The reviews aim to identify good practices and challenges in national anti-corruption laws and practices. This analysis will also enable more effective delivery of technical assistance to countries that need and request it.
Corruption in the private sector
Corruption is not just a problem in government. The private sector suffers too, where corruption erodes corporate identity, undermines confidence between business partners and can destroy the reputation of once-trusted companies. The contribution of the private sector in fighting corruption is essential.
There are four concrete steps businesses can take to proactively tackle corruption: firstly adopt anti-corruption policies in line with the UN Convention and put in place the checks and balances necessary for strengthening accountability and transparency; secondly establish their own credible review mechanism to audit businesses' probity, as States Parties are doing; thirdly invest in developing the public integrity infrastructure of developing countries by helping them implement the Convention; and fourthly create an environment so internal wrong-doing can be reported and whistle-blowers protected.

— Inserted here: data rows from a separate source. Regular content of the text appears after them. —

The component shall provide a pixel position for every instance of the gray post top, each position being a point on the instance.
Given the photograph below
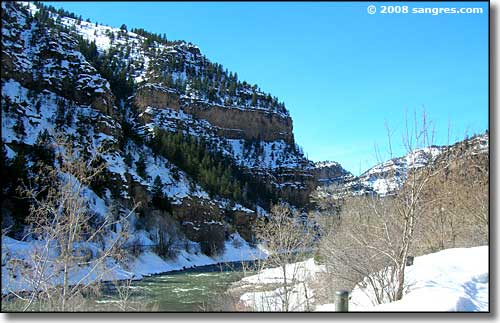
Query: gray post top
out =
(341, 293)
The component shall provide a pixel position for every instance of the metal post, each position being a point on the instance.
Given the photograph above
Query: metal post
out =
(409, 260)
(341, 301)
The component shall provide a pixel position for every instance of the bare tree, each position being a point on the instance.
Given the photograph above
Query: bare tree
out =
(377, 234)
(289, 240)
(75, 246)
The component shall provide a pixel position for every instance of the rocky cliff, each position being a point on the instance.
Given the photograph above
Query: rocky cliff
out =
(197, 147)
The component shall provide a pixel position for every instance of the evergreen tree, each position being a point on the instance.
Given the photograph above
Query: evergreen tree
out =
(141, 167)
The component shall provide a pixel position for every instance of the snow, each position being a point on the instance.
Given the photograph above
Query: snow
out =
(16, 278)
(264, 296)
(447, 281)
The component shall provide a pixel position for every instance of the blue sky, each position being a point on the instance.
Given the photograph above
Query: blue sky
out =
(341, 72)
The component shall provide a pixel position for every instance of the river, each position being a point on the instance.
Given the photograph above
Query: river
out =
(197, 289)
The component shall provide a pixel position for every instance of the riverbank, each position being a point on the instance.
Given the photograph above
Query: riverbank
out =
(18, 265)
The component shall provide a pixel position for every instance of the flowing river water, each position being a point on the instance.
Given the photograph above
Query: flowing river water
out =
(197, 289)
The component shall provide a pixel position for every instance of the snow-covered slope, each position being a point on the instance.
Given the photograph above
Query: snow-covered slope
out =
(452, 280)
(106, 90)
(387, 177)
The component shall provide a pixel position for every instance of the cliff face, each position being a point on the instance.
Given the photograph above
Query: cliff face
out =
(388, 177)
(230, 122)
(110, 90)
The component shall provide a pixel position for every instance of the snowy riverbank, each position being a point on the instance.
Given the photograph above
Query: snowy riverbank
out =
(446, 281)
(18, 268)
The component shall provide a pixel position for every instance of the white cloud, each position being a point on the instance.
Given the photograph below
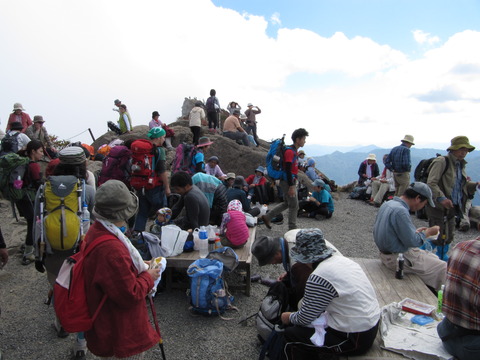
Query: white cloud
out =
(423, 37)
(69, 61)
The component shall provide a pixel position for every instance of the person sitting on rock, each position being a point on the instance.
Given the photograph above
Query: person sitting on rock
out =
(212, 168)
(319, 203)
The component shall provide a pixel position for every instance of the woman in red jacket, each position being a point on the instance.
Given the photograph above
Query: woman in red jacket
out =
(115, 269)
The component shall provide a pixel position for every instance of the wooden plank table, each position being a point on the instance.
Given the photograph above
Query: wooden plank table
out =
(388, 290)
(184, 260)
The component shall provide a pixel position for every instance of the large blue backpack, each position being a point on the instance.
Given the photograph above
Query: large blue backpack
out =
(208, 293)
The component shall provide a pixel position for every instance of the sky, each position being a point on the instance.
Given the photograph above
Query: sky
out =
(351, 72)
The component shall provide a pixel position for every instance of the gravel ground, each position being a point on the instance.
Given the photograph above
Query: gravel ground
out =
(26, 330)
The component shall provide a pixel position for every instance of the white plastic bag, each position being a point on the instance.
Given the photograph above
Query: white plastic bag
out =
(173, 240)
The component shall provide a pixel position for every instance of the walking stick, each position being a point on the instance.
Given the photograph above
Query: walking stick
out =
(157, 328)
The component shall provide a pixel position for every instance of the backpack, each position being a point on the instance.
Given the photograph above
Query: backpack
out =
(423, 169)
(208, 294)
(70, 294)
(274, 159)
(183, 160)
(210, 104)
(143, 174)
(9, 143)
(116, 165)
(12, 166)
(60, 200)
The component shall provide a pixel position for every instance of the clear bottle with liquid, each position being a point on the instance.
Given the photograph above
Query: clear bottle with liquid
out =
(203, 241)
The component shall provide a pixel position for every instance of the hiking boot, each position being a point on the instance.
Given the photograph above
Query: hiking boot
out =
(266, 221)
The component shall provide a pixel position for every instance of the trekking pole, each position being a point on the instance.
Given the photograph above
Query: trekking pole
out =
(157, 328)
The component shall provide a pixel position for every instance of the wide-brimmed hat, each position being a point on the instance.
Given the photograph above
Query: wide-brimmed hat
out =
(264, 249)
(235, 205)
(310, 246)
(239, 181)
(156, 132)
(318, 182)
(204, 141)
(261, 169)
(16, 126)
(214, 158)
(38, 118)
(423, 189)
(459, 142)
(114, 202)
(72, 155)
(18, 106)
(409, 139)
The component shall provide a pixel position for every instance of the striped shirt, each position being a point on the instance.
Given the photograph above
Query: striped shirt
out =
(318, 295)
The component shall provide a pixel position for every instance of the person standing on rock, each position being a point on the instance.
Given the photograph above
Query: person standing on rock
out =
(251, 122)
(289, 186)
(400, 163)
(394, 233)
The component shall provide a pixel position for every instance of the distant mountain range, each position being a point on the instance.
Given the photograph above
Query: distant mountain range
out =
(343, 166)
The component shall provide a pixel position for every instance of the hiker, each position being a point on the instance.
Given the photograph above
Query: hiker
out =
(319, 203)
(156, 197)
(236, 192)
(460, 328)
(115, 269)
(72, 168)
(233, 130)
(14, 139)
(232, 106)
(124, 121)
(368, 170)
(400, 163)
(451, 190)
(350, 301)
(289, 186)
(192, 199)
(216, 194)
(234, 226)
(196, 120)
(198, 160)
(38, 132)
(251, 121)
(212, 168)
(213, 109)
(164, 217)
(19, 115)
(395, 233)
(31, 182)
(382, 185)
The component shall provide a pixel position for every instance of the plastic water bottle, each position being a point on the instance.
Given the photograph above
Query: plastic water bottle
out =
(85, 219)
(399, 273)
(203, 242)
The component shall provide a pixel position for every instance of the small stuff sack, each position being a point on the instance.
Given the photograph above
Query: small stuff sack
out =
(69, 291)
(207, 288)
(173, 240)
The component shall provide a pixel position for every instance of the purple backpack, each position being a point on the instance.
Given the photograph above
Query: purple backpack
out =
(116, 165)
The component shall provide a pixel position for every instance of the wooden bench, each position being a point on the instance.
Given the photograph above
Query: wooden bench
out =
(184, 260)
(388, 290)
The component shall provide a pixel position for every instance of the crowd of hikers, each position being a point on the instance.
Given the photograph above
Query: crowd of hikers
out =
(72, 212)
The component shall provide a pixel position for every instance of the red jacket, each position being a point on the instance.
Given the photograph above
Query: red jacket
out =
(26, 121)
(122, 328)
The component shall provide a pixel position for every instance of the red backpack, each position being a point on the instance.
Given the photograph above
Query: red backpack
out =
(70, 295)
(143, 165)
(116, 165)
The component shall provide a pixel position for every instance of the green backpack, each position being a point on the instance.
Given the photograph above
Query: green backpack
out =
(12, 167)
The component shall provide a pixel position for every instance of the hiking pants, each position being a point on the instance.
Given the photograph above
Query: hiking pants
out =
(290, 203)
(148, 203)
(299, 347)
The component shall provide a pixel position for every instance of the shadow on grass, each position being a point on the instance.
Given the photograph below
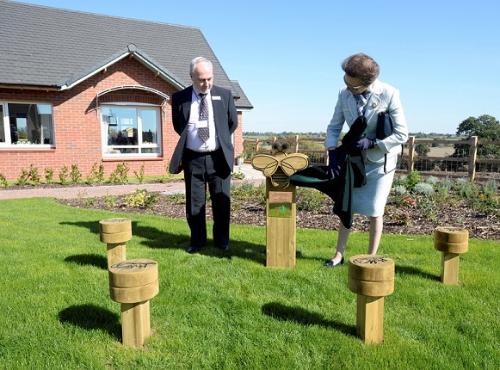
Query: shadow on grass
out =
(304, 317)
(88, 259)
(155, 238)
(90, 317)
(410, 270)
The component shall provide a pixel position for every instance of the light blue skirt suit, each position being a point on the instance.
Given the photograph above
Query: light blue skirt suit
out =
(380, 161)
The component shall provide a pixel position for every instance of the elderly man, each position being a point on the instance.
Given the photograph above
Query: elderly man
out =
(204, 116)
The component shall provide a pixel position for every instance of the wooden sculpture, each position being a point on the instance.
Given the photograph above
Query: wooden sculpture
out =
(452, 241)
(116, 232)
(133, 283)
(371, 278)
(280, 203)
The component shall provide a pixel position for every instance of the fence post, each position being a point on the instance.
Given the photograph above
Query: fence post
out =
(472, 157)
(411, 153)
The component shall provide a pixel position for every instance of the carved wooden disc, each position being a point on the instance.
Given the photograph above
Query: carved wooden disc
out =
(451, 234)
(134, 295)
(116, 238)
(133, 273)
(115, 225)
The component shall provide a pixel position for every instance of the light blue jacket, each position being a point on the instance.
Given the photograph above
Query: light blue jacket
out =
(384, 98)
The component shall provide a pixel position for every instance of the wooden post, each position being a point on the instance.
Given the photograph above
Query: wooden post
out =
(371, 278)
(133, 283)
(116, 232)
(449, 270)
(281, 214)
(451, 241)
(472, 157)
(370, 318)
(411, 153)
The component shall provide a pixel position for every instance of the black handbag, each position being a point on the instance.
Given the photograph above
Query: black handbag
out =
(385, 127)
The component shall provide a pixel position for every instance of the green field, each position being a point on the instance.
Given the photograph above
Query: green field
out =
(229, 311)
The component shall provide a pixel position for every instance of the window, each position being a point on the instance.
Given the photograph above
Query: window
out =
(131, 130)
(26, 124)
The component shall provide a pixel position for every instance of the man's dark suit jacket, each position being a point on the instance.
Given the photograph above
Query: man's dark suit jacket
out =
(225, 117)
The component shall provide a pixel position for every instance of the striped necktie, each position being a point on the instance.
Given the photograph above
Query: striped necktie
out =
(203, 132)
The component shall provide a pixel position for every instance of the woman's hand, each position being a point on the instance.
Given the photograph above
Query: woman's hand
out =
(365, 144)
(333, 163)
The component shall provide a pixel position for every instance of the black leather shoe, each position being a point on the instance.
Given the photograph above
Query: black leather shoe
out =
(331, 264)
(192, 249)
(224, 248)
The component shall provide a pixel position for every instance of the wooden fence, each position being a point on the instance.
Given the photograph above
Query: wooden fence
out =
(449, 164)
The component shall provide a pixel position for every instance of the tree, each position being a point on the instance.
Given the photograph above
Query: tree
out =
(486, 128)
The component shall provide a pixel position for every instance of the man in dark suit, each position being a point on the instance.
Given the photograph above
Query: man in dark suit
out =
(204, 116)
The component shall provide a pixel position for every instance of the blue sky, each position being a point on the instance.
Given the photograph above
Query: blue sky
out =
(444, 56)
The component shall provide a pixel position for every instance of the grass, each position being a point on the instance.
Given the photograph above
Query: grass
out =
(218, 311)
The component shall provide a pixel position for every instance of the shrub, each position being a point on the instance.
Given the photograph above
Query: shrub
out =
(120, 174)
(63, 175)
(33, 175)
(89, 202)
(49, 175)
(423, 188)
(23, 177)
(96, 174)
(432, 180)
(141, 198)
(238, 175)
(466, 189)
(309, 199)
(110, 201)
(3, 182)
(140, 175)
(412, 179)
(75, 174)
(399, 190)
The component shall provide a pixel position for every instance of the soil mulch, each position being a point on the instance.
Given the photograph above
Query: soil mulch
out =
(397, 220)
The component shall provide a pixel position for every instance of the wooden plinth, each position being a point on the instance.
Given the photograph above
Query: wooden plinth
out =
(136, 326)
(452, 242)
(115, 232)
(371, 278)
(449, 268)
(133, 283)
(370, 318)
(116, 253)
(281, 214)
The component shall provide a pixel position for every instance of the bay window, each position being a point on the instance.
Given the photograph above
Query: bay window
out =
(131, 130)
(23, 124)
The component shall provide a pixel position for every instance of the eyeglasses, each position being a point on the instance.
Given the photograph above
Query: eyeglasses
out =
(354, 87)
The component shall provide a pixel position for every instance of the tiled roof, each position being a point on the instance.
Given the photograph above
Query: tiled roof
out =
(44, 46)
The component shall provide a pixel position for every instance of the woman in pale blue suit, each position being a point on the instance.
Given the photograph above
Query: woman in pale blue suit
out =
(365, 95)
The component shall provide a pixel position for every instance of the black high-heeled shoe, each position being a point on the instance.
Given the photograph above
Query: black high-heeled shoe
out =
(331, 264)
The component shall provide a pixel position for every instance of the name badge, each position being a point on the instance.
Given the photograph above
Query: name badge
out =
(201, 124)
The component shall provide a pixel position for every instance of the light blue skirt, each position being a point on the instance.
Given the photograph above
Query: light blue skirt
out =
(370, 199)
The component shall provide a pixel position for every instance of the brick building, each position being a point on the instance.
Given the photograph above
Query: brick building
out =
(80, 88)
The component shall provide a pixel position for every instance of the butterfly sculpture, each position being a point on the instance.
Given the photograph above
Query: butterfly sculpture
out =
(280, 166)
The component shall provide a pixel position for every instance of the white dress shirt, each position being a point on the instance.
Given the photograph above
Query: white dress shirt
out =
(193, 140)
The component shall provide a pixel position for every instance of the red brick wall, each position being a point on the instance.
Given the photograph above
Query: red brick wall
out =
(77, 128)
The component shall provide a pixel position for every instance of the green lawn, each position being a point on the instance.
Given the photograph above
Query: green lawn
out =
(215, 311)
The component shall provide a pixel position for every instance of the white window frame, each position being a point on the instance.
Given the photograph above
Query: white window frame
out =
(6, 125)
(140, 145)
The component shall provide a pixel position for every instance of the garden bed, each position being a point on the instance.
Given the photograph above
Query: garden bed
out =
(411, 214)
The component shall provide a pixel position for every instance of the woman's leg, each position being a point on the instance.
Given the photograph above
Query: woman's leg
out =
(376, 226)
(341, 243)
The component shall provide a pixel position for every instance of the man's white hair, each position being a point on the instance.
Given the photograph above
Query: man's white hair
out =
(197, 61)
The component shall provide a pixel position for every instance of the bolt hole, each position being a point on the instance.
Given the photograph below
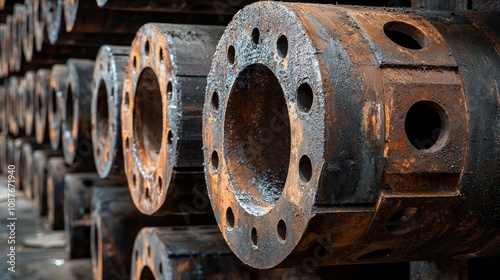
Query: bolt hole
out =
(231, 54)
(229, 218)
(254, 237)
(377, 254)
(215, 101)
(424, 123)
(282, 46)
(255, 36)
(146, 47)
(305, 168)
(215, 162)
(170, 137)
(404, 35)
(282, 230)
(305, 97)
(403, 221)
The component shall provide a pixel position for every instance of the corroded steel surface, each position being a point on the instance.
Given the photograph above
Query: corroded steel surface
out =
(353, 135)
(29, 103)
(58, 76)
(42, 91)
(107, 91)
(161, 117)
(75, 114)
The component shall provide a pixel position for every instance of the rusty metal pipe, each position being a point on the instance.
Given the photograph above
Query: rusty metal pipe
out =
(42, 91)
(161, 117)
(16, 53)
(29, 103)
(114, 214)
(75, 115)
(58, 76)
(107, 91)
(4, 50)
(355, 134)
(28, 30)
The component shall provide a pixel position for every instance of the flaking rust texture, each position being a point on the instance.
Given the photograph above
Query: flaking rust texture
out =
(162, 117)
(107, 92)
(354, 134)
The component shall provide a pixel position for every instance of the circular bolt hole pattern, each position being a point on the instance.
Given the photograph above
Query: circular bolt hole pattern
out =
(254, 237)
(305, 97)
(231, 53)
(215, 101)
(282, 46)
(423, 124)
(255, 36)
(404, 35)
(305, 168)
(146, 47)
(282, 230)
(403, 221)
(229, 218)
(215, 162)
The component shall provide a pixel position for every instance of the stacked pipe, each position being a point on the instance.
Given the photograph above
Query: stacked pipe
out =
(314, 135)
(365, 142)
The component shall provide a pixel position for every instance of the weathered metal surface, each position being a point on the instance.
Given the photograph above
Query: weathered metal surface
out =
(75, 115)
(29, 103)
(439, 270)
(107, 91)
(4, 49)
(352, 133)
(56, 169)
(161, 117)
(77, 197)
(19, 106)
(115, 224)
(40, 158)
(16, 51)
(28, 31)
(58, 76)
(42, 91)
(11, 105)
(16, 160)
(3, 153)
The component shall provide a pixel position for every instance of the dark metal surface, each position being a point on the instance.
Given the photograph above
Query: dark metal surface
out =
(58, 76)
(161, 117)
(29, 103)
(56, 169)
(75, 115)
(107, 91)
(42, 91)
(355, 134)
(115, 224)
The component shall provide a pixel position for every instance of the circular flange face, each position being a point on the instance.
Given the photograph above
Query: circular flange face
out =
(264, 132)
(148, 107)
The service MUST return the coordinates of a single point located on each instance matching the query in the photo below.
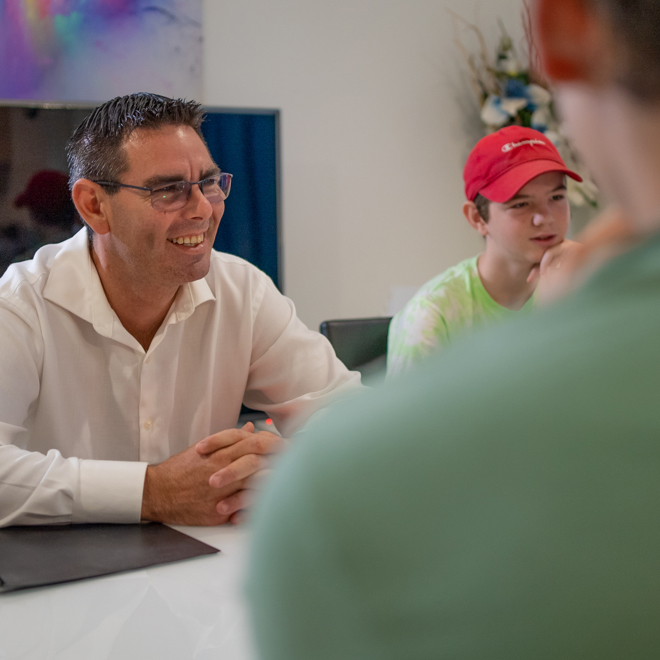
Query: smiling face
(536, 218)
(161, 249)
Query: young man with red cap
(516, 199)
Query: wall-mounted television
(244, 142)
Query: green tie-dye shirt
(443, 309)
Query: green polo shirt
(500, 502)
(445, 308)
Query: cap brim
(20, 201)
(506, 186)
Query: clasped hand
(211, 482)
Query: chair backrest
(358, 342)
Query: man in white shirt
(128, 349)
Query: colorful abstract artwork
(92, 50)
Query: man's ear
(476, 221)
(92, 204)
(569, 36)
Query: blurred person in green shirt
(516, 199)
(502, 501)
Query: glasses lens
(170, 197)
(216, 188)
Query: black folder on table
(34, 556)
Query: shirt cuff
(110, 492)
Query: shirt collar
(75, 285)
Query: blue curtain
(245, 145)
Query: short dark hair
(483, 206)
(95, 149)
(638, 23)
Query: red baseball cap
(46, 189)
(503, 162)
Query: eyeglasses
(175, 196)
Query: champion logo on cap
(514, 145)
(497, 168)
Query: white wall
(377, 118)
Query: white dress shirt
(84, 408)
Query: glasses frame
(223, 175)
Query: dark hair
(483, 207)
(638, 23)
(95, 148)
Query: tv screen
(33, 167)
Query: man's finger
(240, 469)
(222, 439)
(256, 443)
(534, 273)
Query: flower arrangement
(510, 93)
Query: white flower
(492, 113)
(497, 111)
(508, 63)
(539, 96)
(541, 119)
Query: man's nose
(541, 214)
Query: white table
(193, 609)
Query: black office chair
(361, 344)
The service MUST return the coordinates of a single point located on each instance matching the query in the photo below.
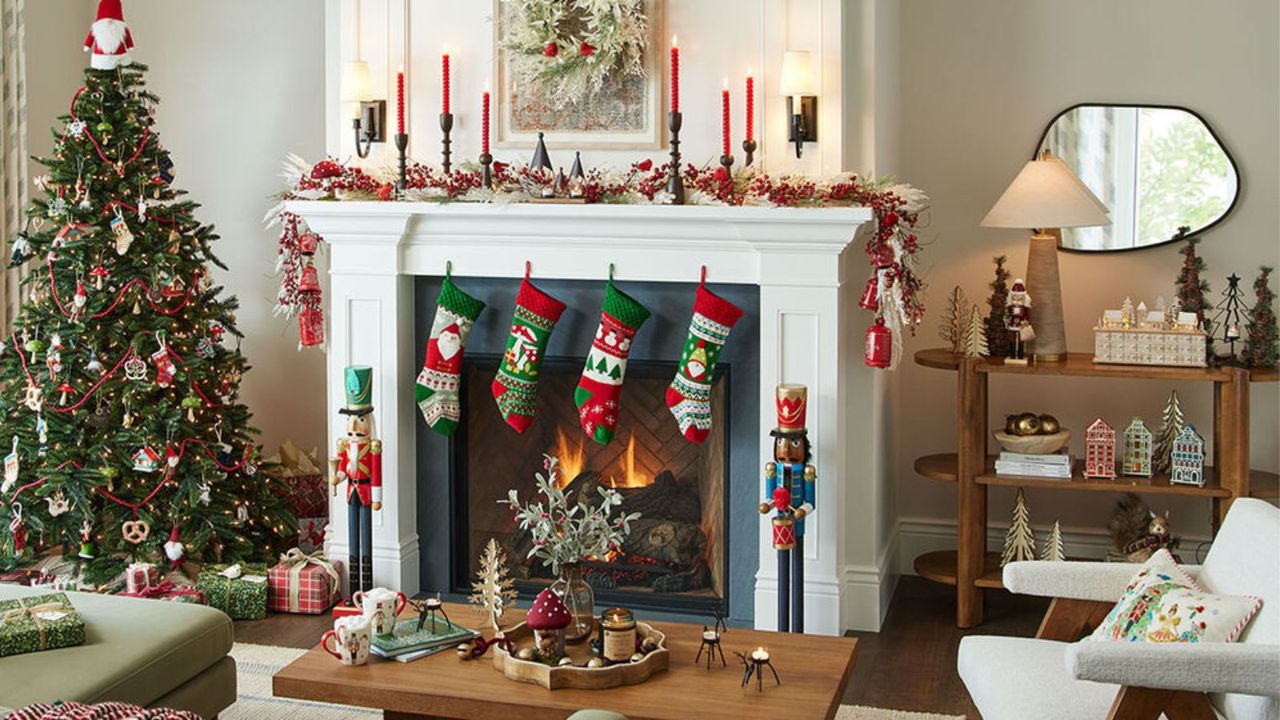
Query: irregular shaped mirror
(1156, 168)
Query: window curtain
(14, 185)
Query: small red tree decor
(1261, 342)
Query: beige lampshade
(1047, 195)
(355, 82)
(798, 76)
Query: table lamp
(1045, 196)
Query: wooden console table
(970, 568)
(814, 671)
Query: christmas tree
(1171, 424)
(117, 388)
(997, 332)
(1261, 343)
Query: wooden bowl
(1033, 445)
(576, 675)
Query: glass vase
(579, 598)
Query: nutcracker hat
(359, 386)
(792, 405)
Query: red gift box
(302, 583)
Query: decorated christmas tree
(1261, 343)
(119, 381)
(997, 335)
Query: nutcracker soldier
(1018, 322)
(360, 464)
(789, 491)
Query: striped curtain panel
(14, 185)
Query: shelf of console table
(970, 568)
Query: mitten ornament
(690, 395)
(600, 386)
(437, 390)
(516, 386)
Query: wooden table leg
(970, 497)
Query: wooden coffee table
(814, 671)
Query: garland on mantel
(894, 291)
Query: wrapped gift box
(238, 591)
(41, 621)
(302, 583)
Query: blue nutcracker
(789, 492)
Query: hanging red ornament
(880, 345)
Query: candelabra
(675, 182)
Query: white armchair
(1059, 677)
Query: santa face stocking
(690, 393)
(437, 390)
(600, 386)
(516, 386)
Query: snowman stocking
(437, 388)
(600, 386)
(690, 393)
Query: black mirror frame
(1235, 168)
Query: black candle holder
(402, 147)
(446, 127)
(487, 171)
(675, 182)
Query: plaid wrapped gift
(140, 575)
(238, 591)
(41, 621)
(302, 583)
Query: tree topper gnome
(789, 490)
(360, 464)
(109, 39)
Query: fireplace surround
(804, 267)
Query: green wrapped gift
(41, 621)
(238, 591)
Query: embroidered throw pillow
(1162, 604)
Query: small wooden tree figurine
(1052, 550)
(1262, 337)
(1019, 541)
(1171, 424)
(1137, 449)
(1100, 450)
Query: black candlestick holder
(446, 127)
(675, 182)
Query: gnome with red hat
(789, 490)
(109, 37)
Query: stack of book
(407, 642)
(1054, 465)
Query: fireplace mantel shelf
(809, 326)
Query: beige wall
(978, 82)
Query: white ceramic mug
(382, 606)
(351, 636)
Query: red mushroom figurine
(548, 619)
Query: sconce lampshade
(798, 77)
(355, 82)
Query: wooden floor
(909, 665)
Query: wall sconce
(800, 85)
(370, 121)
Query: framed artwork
(621, 113)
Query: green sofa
(145, 652)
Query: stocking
(600, 386)
(690, 393)
(516, 386)
(437, 390)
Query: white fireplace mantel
(808, 335)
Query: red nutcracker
(360, 464)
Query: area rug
(255, 664)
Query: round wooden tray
(577, 675)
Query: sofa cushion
(1009, 677)
(135, 651)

The message to the private sector is clear - it is good business to fight corruption, and business cannot expect governments on their own to create a level playing field - there is a role for business too.
UNODC's action against corruption
The United Nations Office on Drugs and Crime (UNODC) supports States in the implementation of the UN Convention against Corruption and provides technical assistance and training.
TRACK (Tools and Resources for Anti -Corruption Knowledge)
UNODC has a web-based anti-corruption portal known as TRACK (Tools and Resources for Anti-Corruption Knowledge) which includes an electronic database of legislation and jurisprudence relevant to UNCAC. The TRACK portal brings together legal and non-legal knowledge on anti-corruption and asset recovery enabling Member States, the anti-corruption community and the general public to access this information in a central location.
STAR - Stole Assets Recovery (StAR) Initiative
UNODC's work in the area of asset recovery aims at encouraging and facilitating systematic and timely return of assets stolen through acts of corruption, under the framework of UNCAC. For this objective, UNODC established a partnership with the World Bank Group under the joint Stolen Assets Recovery (StAR) Initiative. The StAR initiative is focusing on lowering the barriers to asset recovery; building national capacity for asset recovery; and providing preparatory assistance in the recovery of assets.
Corruption/integrity surveys carried out by UNODC target civil servants to capture their perceptions and attitudes towards work environment as well as their experiences with crime and corruption. Specific surveys are conducted within the judiciary and the police. Survey results help to assess needs and expectations of officers in terms of their relations with the public and job satisfaction, as well as their knowledge of codes of conduct, anti-corruption rules and reporting mechanisms.
Global Compact's 10th principle
UNODC contributes actively to the implementation of the 10th principle of the United Nations Global Compact, which states that "Business should work against corruption in any form, including bribery and extortion".